[Rencontre] Darius Marder : “Sound of Metal est un voyage sonore”

En 2013, il réalisait The Place Beyong the Pines, un film dramatique porté par Ryan Gosling et Bradley Cooper : le réalisateur américain Darius Marder est cette année de retour avec Sound of Metal. L’acteur Riz Ahmed (Les Frères Sisters, Venom) y interprète Ruben, un batteur de métal qui perd, de manière soudaine, la majeure partie de son audition. Cette expérience, autant visuelle que sensorielle, devrait débarquer sur les écrans français le 20 janvier 2021, après avoir été décalé.

C’est au Festival de Deauville de cette année 2020, sélectionné en compétition, que la France a pu découvrir Sound of Metal. Son réalisateur, lui, n’était pas présent en raison des restrictions sanitaires liées à l’épidémie de coronavirus, mais il a toutefois participé à un live sur le compte Instagram du Festival, dans lequel il s’est confié sur sa collaboration avec Riz Ahmed et l’acteur français Mathieu Amalric, ou encore sur l’utilisation du son dans ce film traitant du sujet de la surdité. Nous vous proposons ci-dessous la retranscription en français de cette interview, réalisée en anglais par Genie Godula (journaliste et maîtresse de cérémonie du Festival) sur Instagram.


Il y a beaucoup de références à la France dans Sound of Metal… 

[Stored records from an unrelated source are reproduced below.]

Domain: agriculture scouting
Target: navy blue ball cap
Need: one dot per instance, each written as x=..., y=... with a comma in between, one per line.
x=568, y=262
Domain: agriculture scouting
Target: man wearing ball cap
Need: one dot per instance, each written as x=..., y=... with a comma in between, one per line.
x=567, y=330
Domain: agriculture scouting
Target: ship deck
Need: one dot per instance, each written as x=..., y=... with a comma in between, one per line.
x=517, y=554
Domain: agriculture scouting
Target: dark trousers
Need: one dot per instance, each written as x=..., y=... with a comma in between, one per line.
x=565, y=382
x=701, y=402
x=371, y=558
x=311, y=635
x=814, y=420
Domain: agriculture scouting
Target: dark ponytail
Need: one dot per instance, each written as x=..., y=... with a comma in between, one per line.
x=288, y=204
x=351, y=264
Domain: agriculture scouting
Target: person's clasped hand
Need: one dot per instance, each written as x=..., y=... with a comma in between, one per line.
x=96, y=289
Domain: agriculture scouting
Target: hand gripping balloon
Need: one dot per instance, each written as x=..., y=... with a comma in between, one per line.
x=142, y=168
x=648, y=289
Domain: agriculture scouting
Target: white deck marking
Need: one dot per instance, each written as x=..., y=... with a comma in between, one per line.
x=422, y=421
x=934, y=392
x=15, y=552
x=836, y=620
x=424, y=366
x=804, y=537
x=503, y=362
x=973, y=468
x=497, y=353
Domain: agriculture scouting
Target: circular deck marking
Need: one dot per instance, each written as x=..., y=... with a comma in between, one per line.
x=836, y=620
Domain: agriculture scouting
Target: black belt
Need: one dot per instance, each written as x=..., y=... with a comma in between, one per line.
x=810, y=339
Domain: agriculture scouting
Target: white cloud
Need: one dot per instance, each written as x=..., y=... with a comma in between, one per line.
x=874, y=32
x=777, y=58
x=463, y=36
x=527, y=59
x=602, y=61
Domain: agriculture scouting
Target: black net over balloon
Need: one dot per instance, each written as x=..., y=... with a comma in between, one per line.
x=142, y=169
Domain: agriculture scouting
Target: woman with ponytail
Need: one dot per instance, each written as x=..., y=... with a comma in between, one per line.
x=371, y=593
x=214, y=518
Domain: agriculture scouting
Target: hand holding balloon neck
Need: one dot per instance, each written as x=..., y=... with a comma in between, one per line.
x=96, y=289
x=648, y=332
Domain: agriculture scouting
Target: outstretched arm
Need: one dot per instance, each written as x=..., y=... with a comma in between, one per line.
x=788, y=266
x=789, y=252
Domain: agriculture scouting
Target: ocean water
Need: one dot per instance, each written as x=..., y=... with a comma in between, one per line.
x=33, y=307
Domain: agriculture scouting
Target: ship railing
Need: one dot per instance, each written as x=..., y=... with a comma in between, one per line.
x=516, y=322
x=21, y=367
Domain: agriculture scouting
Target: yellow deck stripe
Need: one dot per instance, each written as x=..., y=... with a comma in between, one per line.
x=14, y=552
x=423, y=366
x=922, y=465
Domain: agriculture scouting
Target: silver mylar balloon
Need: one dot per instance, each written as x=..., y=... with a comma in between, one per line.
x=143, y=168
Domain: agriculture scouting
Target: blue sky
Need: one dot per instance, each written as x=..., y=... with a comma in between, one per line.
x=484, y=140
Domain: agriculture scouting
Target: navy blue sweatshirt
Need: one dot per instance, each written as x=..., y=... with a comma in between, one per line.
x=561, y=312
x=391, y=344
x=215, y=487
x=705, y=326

C’est vrai ! L’aspect français n’était pas là à l’origine de l’idée du film, mais j’ai été inspiré, et c’est la première fois que je le dit publiquement, par des bribes de conversations que j’ai eues lors d’une rencontre avec Charlotte Gainsbourg. J’adore le cinéma français, il m’a toujours attiré, alors c’était une belle coïncidence d’avoir eu des producteurs français et belges ! Il faut aussi mentionner Nicolas Becker, qui est un ingénieur du son et un compositeur phénoménal.


Mathieu Amalric joue également dans le film. Comment s’est passé cette collaboration ? 

Mathieu est l’un de mes acteurs préférés. C’est aussi un grand réalisateur et scénariste, et une personne très intéressante. Je n’aurais pas pu espérer mieux pour le rôle. Je me suis aussi inspiré de son film Le Scaphandre et le papillon et de sa perspective très sensorielle. C’est très rare au cinéma. Mais le plus étonnant c’est que je n’ai pas eu à aller chercher Mathieu, c’est lui qui est venu me dire qu’il voulait faire partie du projet. Je l’ai rencontré à Paris et on a eu une incroyable connexion. C’est un artiste très passionné, à fond dans son travail, magnifiquement maniaque.


Justement : le spectateur, en regardant Sound of Metal, réussit vraiment à se mettre dans la tête du protagoniste grâce à cette immersion sensorielle. Pouvez-vous nous en dire plus sur l’utilisation du son dans le film ? 

Ça a toujours été l’idée de départ du film. Nous avons eu cette idée, il y a très longtemps, avec mon ami Derek Cianfrance, avec qui j’ai écrit le scénario de The Place Beyong the pine – en réalité nous l’avons eue avant même de travailler sur ce film. Il filmait un documentaire à cette époque et je me suis un peu occupé du montage. C’est à ce moment que j’ai commencé à jouer sur la perspective sonore. J’appelle ça le “point of hearing”, à la place de “point of view” (“point d’audition” à la place “point de vue”, Ndlr). Je n’ai jamais vu un film qui employait vraiment cette perspective. Et particulièrement parce que Sound of Metal est un voyage à travers l’audition, un voyage sonore. Nos tests ont commencé il y a dix ou douze ans. Et ensuite mon frère, Abraham Marder et moi avons commencé à écrire le script, et à réfléchir à la façon dont on pouvait montrer l’évolution de l’audition d’une personne dans un film et comment le spectateur pouvait l’accompagner viscéralement. Ça a été une odyssée.


Et comment avez-vous travaillé avec Riz Ahmed, l’acteur principal, sur le sujet ? 

Tout d’abord, on a tourné le film de façon chronologique. C’était très important pour moi parce que le film, lui-même, est très chronologique : on ne revient jamais en arrière, on va toujours de l’avant. On lui a aussi fait un appareil auditif sur mesure, qui non seulement bloquait les sons, mais qui émettait aussi un bruit blanc qui l’empêchait d’entendre sa propre voix, car les personnes sourdes peuvent sentir les vibrations de leur voix, mais elles ne l’entendent pas. C’est un peu sadique, mais je pouvais également contrôler cet appareil, l’éteindre ou diminuer le son, ou inverser le son pour qu’il soit déformé. Donc Riz a vraiment vécu tout le cycle de la perte de l’audition et il a fait l’expérience de la folie et du désarroi que cela provoque au début.